Re: [PATCH v3 04/21] sched/cache: Make LLC id continuous

From: Tim Chen

Date: Tue Feb 17 2026 - 18:12:56 EST


On Tue, 2026-02-17 at 13:39 +0530, K Prateek Nayak wrote:
> Hello Chenyu,
>
>

[...snip...]


> > > >    */
> > > >   DEFINE_PER_CPU(struct sched_domain __rcu *, sd_llc);
> > > >   DEFINE_PER_CPU(int, sd_llc_size);
> > > > -DEFINE_PER_CPU(int, sd_llc_id);
> > > > +DEFINE_PER_CPU(int, sd_llc_id) = -1;
> > > >   DEFINE_PER_CPU(int, sd_share_id);
> > > >   DEFINE_PER_CPU(struct sched_domain_shared __rcu *, sd_llc_shared);
> > > >   DEFINE_PER_CPU(struct sched_domain __rcu *, sd_numa);
> > > > @@ -684,7 +685,6 @@ static void update_top_cache_domain(int cpu)
> > > >         rcu_assign_pointer(per_cpu(sd_llc, cpu), sd);
> > > >       per_cpu(sd_llc_size, cpu) = size;
> > > > -    per_cpu(sd_llc_id, cpu) = id;
> > > >       rcu_assign_pointer(per_cpu(sd_llc_shared, cpu), sds);
> > > >         sd = lowest_flag_domain(cpu, SD_CLUSTER);
> > > > @@ -2567,10 +2567,18 @@ build_sched_domains(const struct cpumask *cpu_map, struct sched_domain_attr *att
> > > >         /* Set up domains for CPUs specified by the cpu_map: */
> > > >       for_each_cpu(i, cpu_map) {
> > > > -        struct sched_domain_topology_level *tl;
> > > > +        struct sched_domain_topology_level *tl, *tl_llc = NULL;
> > > > +        int lid;
> > > >             sd = NULL;
> > > >           for_each_sd_topology(tl) {
> > > > +            int flags = 0;
> > > > +
> > > > +            if (tl->sd_flags)
> > > > +                flags = (*tl->sd_flags)();
> > > > +
> > > > +            if (flags & SD_SHARE_LLC)
> > > > +                tl_llc = tl;
> > >
> > > nit. This loop breaks out when sched_domain_span(sd) covers the entire
> > > cpu_map and it might have not reached the topmost SD_SHARE_LLC domain
> > > yet. Is that cause for any concern?
> > >
> >
> > Could you please elaborate a little more on this? If it covers the
> > entire cpu_map shouldn't it stop going up to its parent domain?
> > Do you mean, sd_llc_1 and its parent sd_llc_2 could cover the same cpu_map,
> > and we should let tl_llc to assigned to sd_llc_2 (sd_llc_1 be degenerated? )
>
> I'm not sure if this is technically possible but assume following
> topology:
>
> [ LLC: 8-15 ]
> [ SMT: 8,9 ][ SMT: 10,11 ] ... [ SMT: 14,15 ]
>
> and the following series of events:
>
> o All CPUs in LLC are offline to begin with (maxcpus = 1 like scenario).
>
> o CPUs 10-15 are onlined first.
>
> o CPU8 is put in a separate root partition and brought online.
> (XXX: I'm not 100% sure if this is possible in this order)
>
> o build_sched_domains() will bail out at SMT domain since the cpumap
> is covered by tl->mask() and tl_llc = tl_smt.
>
> o llc_id calculation uses the tl_smt->mask() which will not contain
> CPUs 10-15 and CPU8 will get a unique LLC id even though there are
> other online CPUs in the LLC with a different llc_id (!!!)
>
>
> Instead, if we traversed to tl_mc, we would have seen all the online
> CPUs in the MC and reused the llc_id from them. Might not be an issue on
> its own but if this root partition is removed later, CPU8 will continue
> to have the unique llc_id even after merging into the same MC domain.

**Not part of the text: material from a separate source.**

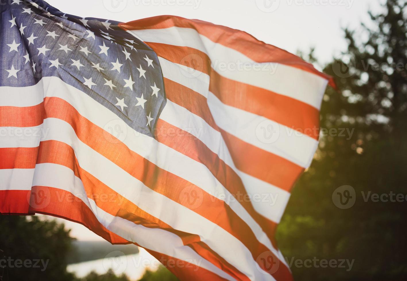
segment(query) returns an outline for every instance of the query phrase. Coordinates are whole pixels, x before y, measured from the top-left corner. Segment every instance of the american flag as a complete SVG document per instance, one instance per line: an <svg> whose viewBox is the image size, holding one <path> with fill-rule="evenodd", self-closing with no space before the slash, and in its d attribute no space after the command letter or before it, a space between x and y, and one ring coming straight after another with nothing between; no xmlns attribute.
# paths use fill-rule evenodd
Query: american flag
<svg viewBox="0 0 407 281"><path fill-rule="evenodd" d="M0 9L0 212L81 223L182 280L292 279L274 234L330 77L199 20Z"/></svg>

There is really no reason to reuse the llc_id as far as cache aware scheduling
goes in its v3 revision (see my reply to Madadi on this patch).  

I am thinking that if we just simply rebuild LLC id across sched domain
rebuilds, that is probably the cleanest solution. There could be some races
in cpus_share_cache() as llc_id gets reassigned for some CPUs when they
come online/offline. But we also having similar races in current mainline code.
Worst it can do is some temporary sub-optimal scheduling task placement.

Thoughts?

Tim

>
> [..snip..]
>
> > >
> > > It doesn't compact tl_max_llcs, but it should promote reuse of llc_id if
> > > all CPUs of a LLC go offline. I know it is a ridiculous scenario but it
> > > is possible nonetheless.
> > >
> > > I'll let Peter and Valentin be the judge of additional space and
> > > complexity needed for these bits :-)
> > >
> >
> > Smart approach! Dynamically reallocating the llc_id should be feasible,
> > as it releases the llc_id when the last CPU of that LLC is offlined. My
> > only concern is data synchronization issues arising from the reuse of
> > llc_id during load balancing - I’ll audit the logic to check for any race
> > conditions. Alternatively, what if we introduce a tl->static_mask? It would
> > be similar to tl->mask, but would not remove CPUs from static_mask when they
> > are offlined. This way, we can always find and reuse the llc_id of CPUs in
> > that LLC (even if all CPUs in the LLC have been offlined at some point,
> > provided they were once online), and we would thus maintain a static llc_id.
>
> That is possible but it would require a larger arch/ wide audit to add
> support for. Might be less complex to handle in the generic layer but
> again I'll let Peter and Valentin comment on this part :-)
>
> >
> > Anyway, let do some testings on your proposal as well as static_mask things,
> > and I'll reply to this thread later. Thanks for the insights!
>
> Thanks a ton! Much appreciated.